From the Ranks of Survival to the Heart of Diplomacy
Walking between the stone pillars of the Korean War Memorial, Grace Jo vividly recalls the moment that still sticks with her: a cliff‑hanger of starvation that almost cost her life. That little boy—just a kid when he realized the road to survival was a straight line to the cold, unforgiving concrete floor of his family’s house in rural North Korea—was fighting back a fever that would have made a blender jealous.
There are other memories she shares—humble, almost absurd now: the time she and her brother ate six newborn mice that had made a clandestine home under a stone, simply because food was so scarce that it turned the rodent a sort of “diet” buddy.
Why Her Skepticism Grows
These childhood horrors shape how she views the Kim Jong Un and President Donald Trump summit scheduled for June 12 in Singapore—an unprecedented meeting between a living U.S. president and North Korea’s heavyweight.
- “If the North Korean government keeps dropping bombs at its neighbors, that doesn’t mean it’s actually giving anyone peace,” Grace says.

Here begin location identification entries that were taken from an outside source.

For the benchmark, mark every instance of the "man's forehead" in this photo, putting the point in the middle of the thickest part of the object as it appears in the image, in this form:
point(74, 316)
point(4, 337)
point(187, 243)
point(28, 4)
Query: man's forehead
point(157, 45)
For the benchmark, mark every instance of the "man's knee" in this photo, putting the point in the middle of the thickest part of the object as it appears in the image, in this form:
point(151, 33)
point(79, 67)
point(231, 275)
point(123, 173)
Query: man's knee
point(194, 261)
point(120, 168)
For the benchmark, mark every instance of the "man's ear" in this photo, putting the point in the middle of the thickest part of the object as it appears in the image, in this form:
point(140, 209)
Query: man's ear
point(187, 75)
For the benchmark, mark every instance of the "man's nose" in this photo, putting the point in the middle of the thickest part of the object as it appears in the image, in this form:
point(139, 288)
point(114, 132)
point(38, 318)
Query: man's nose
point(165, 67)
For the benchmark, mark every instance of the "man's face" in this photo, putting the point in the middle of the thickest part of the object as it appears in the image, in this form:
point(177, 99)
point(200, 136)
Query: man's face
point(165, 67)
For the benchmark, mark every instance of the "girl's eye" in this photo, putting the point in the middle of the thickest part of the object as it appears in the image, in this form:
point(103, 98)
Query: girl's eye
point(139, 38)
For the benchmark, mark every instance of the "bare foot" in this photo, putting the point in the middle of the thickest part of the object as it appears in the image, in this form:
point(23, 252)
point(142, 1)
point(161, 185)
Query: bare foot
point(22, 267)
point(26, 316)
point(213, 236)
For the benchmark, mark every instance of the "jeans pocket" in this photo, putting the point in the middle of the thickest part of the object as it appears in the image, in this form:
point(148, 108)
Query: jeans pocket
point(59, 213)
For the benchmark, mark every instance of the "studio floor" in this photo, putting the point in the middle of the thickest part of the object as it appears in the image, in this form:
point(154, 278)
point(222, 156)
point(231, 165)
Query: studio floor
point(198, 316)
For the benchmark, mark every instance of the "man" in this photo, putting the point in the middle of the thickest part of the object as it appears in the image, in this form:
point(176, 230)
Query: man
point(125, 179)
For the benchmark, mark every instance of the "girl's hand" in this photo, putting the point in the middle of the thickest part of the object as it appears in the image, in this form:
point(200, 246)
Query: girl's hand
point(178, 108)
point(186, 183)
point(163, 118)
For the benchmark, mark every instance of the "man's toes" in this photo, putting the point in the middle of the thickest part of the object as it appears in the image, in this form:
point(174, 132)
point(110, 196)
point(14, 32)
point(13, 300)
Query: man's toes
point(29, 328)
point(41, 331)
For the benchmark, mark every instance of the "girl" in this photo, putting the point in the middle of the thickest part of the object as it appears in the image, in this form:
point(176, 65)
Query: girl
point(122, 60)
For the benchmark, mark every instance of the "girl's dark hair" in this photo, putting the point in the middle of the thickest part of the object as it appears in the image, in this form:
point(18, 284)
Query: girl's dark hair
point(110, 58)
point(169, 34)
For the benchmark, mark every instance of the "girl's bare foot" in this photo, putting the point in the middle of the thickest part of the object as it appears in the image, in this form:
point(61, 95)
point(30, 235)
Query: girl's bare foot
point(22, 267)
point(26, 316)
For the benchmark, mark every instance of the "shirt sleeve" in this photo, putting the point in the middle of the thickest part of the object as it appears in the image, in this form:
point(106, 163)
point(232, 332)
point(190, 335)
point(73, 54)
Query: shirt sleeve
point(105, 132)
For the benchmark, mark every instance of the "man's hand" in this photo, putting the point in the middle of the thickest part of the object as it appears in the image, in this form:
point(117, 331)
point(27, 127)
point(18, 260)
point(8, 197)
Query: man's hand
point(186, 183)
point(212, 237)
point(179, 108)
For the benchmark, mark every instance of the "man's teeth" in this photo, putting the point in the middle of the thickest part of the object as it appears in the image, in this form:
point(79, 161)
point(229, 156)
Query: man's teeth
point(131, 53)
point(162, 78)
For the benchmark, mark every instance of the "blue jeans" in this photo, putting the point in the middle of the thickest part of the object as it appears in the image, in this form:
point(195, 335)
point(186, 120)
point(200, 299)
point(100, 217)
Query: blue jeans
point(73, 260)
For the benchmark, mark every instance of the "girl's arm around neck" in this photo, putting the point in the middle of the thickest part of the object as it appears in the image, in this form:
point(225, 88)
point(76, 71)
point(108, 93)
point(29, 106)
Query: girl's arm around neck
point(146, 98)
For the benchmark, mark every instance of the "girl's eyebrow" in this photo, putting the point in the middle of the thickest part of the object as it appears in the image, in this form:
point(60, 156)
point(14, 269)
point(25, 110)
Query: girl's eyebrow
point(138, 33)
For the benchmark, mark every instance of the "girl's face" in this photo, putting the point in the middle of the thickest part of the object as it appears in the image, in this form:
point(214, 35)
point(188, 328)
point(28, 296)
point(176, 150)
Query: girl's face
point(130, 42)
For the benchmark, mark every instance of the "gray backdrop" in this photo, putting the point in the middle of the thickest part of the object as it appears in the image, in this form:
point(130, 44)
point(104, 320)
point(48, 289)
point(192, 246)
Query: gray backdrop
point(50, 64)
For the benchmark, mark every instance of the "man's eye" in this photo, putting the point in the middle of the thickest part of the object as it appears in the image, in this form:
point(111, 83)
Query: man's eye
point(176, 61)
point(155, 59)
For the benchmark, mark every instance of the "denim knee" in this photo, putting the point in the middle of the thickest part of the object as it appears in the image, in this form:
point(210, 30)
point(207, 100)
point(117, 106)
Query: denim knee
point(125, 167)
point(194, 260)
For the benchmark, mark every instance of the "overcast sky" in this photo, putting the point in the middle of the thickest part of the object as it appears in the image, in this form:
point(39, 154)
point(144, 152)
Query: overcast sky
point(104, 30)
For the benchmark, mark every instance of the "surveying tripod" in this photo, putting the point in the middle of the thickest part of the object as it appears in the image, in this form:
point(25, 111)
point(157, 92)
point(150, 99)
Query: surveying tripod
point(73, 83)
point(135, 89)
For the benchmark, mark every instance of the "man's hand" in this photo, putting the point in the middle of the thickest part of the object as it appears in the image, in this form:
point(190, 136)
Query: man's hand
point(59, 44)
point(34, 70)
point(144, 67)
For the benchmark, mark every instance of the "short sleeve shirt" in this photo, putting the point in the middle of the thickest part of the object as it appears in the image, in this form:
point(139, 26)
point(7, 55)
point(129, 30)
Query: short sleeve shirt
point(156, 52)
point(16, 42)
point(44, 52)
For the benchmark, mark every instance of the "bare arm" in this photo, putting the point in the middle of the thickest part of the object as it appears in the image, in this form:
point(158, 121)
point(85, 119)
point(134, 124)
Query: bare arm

- “Inside North Korea, thousands of people will still die. So I don’t see this as a “peace treaty” at all.”
North Korea’s Public PR Move
North Korea announced it would halt nuclear and missile tests last month. “We’ll focus on markedly improving our socialist economy and people’s living standards,”
—but as Grace puts it, what’s called “focusing” often ends up backing off too little for the everyday escapee.
From Refugee to Social Advocate
Grace moved to the U.S. in 2008 as one of only 200 North Korean refugees who found a new home here. Her family’s past is painted in tragedy:
- The 1990s famine took her two younger brothers and her grandmother, who died while longing for a single potato.
- Her older sister vanished.
- Her father fled to China but was caught, returned to North Korea, and died in a jail in 1997 after torture and starvation.
- At just six years old, Grace’s mother decided the only shot at survival was to forge a new life in China. For ten years they slipped between borders, living in secrecy—only to be attacked again.
- They turned to a Korean‑American pastor who raised enough cash to bribe officials for their release.
After that, the UNHCR brought Grace, her mother, and sister to the United States.
Grace’s Life Today
- She’s a college student in Maryland.
- She works as a dental assistant.
- She helps run NKinUSA, an organization her sister founded to rescue North Koreans and help them build a future elsewhere.
With the Kim‑Trump summit looming, Grace voices a plea for humanity to stay front‑and‑center. “No matter what the leaders decide, I hope the U.S. will bring up humanitarian issues and think about the people in North Korea,” she says. “The only way we help this generation of North Koreans is to end that regime.”